New Wind to Blow Through Austin
Composer John Corigliano chooses UT to premiere symphony
By Robert Faires, Fri., Dec. 26, 2003
In the realm of symphonic music, the premiere of a new work by John Corigliano is major news. He is, after all, a composer who holds both a Pulitzer Prize (for his Symphony No. 2) and an Academy Award (for his film score of The Red Violin) and who made a major contribution to contemporary opera with his 1991 work The Ghosts of Versailles. When his work is played, people listen ... people all over the world. Right now, their ears are eagerly anticipating Corigliano's Symphony No. 3 for Wind Ensemble, scheduled to premiere on the composer's birthday, Feb. 16, in 2005, and where will that premiere take place? Right here in Austin, in Bass Concert Hall, where it will be played by none other than the UT Wind Ensemble. You see, the UT School of Music has commissioned the work and will use it to give their students the opportunity to take part in "the creation of a major new work from the ground up," as Wind Ensemble director Jerry F. Junkin puts it.
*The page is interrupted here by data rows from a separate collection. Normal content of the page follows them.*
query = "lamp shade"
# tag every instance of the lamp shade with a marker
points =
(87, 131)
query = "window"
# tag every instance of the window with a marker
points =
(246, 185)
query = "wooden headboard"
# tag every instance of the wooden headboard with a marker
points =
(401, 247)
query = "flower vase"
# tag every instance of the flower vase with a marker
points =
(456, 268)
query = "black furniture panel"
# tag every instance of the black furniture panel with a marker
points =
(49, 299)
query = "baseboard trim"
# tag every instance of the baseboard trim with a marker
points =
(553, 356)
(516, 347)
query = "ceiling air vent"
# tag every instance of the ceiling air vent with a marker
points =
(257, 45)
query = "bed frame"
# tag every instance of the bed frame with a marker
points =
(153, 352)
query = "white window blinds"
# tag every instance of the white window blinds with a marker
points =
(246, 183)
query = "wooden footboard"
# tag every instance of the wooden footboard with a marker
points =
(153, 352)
There's something more to this, though, than another case of an institution pinpointing a successful artist and offering him a commission. Corigliano actually approached UT first. Having spent two residencies in Austin with the school's Visiting Composers Series, which brings career composers to campus to work with student composers and hear their works performed by UT music ensembles, Corigliano has become intimately familiar with the university's music program. Also, in 2001, he was recipient of the Eddie Medora King Award for Musical Composition, a $25,000 prize given out biannually at the School of Music to a composer for an outstanding body of work. No doubt his time here gave him enough appreciation of the school's quality that he felt comfortable putting a new composition in its hands.
Junkin hopes to have Corigliano back in Austin for several residencies during the 2004-05 school year in preparation for the new symphony's performance.